According to CoinDesk: The much-anticipated approval of spot Bitcoin exchange-traded funds (ETFs) in the U.S., rather than causing a surge, seems to have triggered a "sell-the-news" slump. In the narrative of counter trading, those who had made contrarian bets saw vindication as Bitcoin's price dipped as low as $41,500 despite recently hitting a two-year high above $49,000 following the debut of the first spot Bitcoin ETFs in the U.S.

This sequence, where asset prices, sentiment, and leverage rise in anticipation of a bullish event, only for prices to drop soon after, is a fairly common phenomenon in capital markets. Analysts at bitBank in Japan have predicted the event will likely act as a short to mid-term price peak.

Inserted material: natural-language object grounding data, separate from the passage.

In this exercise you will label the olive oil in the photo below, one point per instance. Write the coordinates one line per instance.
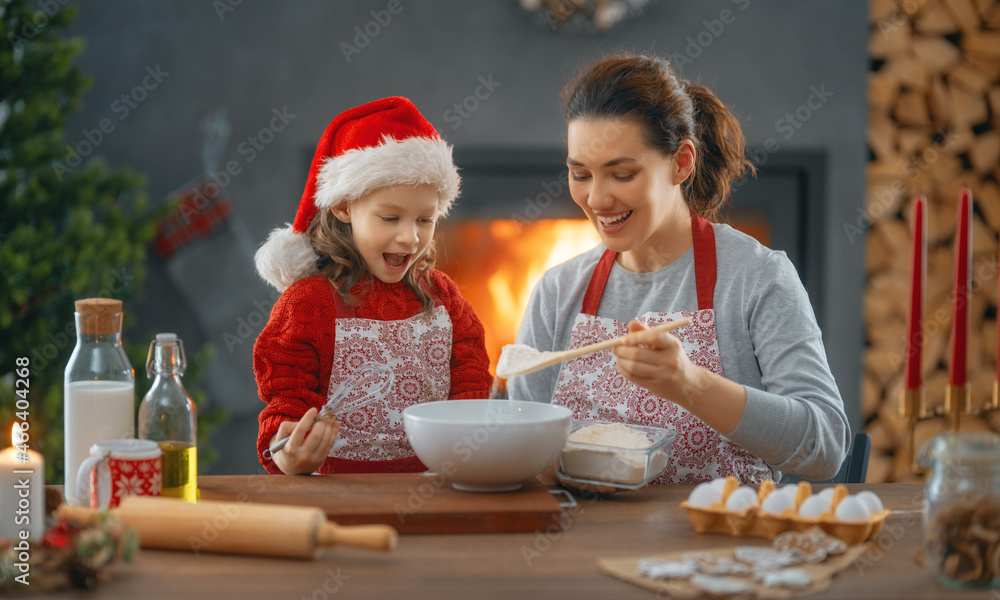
(180, 470)
(168, 416)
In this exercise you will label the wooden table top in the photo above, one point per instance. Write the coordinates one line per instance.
(548, 564)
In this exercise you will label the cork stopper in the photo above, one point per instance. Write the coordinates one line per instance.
(99, 316)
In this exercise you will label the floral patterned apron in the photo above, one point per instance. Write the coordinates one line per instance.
(418, 350)
(592, 387)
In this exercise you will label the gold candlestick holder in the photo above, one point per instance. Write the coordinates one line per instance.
(957, 402)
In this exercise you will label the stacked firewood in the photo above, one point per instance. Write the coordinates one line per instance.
(933, 127)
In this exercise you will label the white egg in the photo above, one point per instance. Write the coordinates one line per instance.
(741, 498)
(814, 506)
(851, 509)
(778, 502)
(871, 501)
(704, 495)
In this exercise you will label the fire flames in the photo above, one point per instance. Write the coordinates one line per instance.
(496, 265)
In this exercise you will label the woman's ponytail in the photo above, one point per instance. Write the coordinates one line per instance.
(645, 89)
(720, 158)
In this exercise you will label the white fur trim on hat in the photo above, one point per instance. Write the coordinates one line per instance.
(285, 258)
(411, 161)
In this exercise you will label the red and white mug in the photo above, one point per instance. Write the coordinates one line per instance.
(119, 468)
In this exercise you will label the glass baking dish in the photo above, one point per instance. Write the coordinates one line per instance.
(615, 466)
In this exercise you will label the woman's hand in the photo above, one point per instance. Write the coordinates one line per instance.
(307, 449)
(656, 361)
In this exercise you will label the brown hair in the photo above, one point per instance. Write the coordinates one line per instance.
(645, 89)
(340, 261)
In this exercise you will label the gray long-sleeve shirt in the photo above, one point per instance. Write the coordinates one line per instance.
(769, 342)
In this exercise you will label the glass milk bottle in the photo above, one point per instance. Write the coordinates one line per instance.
(99, 387)
(168, 416)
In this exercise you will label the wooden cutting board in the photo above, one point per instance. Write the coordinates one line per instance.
(410, 502)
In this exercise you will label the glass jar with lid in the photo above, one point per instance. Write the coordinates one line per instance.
(962, 509)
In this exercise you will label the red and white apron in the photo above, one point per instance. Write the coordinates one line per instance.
(592, 387)
(418, 350)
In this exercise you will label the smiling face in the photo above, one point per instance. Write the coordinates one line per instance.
(630, 191)
(392, 227)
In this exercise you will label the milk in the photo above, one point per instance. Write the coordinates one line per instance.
(94, 411)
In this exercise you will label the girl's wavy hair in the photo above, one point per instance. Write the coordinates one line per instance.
(340, 261)
(646, 89)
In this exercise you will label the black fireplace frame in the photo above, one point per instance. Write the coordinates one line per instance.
(789, 192)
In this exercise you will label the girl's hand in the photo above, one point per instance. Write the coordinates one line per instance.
(307, 449)
(656, 361)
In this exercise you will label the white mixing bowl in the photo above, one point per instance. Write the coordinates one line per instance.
(487, 445)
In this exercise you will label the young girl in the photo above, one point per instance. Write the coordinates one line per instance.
(358, 290)
(747, 387)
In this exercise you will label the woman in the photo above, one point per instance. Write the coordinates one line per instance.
(747, 387)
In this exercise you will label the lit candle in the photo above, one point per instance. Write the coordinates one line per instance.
(914, 337)
(22, 491)
(963, 263)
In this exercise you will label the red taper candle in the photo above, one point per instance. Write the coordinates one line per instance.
(918, 275)
(963, 263)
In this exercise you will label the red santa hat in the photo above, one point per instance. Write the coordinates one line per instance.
(372, 146)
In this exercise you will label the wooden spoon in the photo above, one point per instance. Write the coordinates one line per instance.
(520, 359)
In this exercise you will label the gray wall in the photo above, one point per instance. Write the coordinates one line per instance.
(287, 55)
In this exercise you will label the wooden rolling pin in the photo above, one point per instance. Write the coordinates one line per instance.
(236, 527)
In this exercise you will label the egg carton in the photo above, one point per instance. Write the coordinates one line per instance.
(750, 521)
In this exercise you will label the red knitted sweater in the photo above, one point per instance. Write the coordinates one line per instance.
(293, 355)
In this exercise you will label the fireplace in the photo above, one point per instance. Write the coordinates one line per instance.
(515, 219)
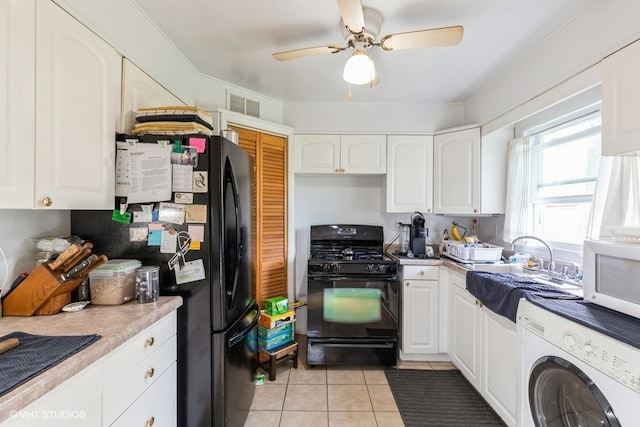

Nonetheless, these analysts indicated Bitcoin could face profit-taking sales pressures in the short term. Yet, owing to lower U.S. treasury yields and the market's positive outlook regarding the Federal Reserve's early interest rate cuts, these analysts stated that the downside risk could be restricted.

Bitcoin’s support level is currently eyed at the psychological milestone of $40,000 by bitBank, with other analysts forecasting support as low as $38,000. Despite the short-term uncertainty, long-term expectations for Bitcoin remain predominantly bullish, particularly due to institutional interest indicated by ETF trading volumes.

Industry experts, such as Henry Robinson, founder of Decimal Digital Group, see Bitcoin ETFs as transformative for the industry, paving broader access for conventional wealth management. He believes their launch will encourage fresh Bitcoin investment from endowments, pensions, insurance companies, sovereign wealth, retirement plans, trusts, and more.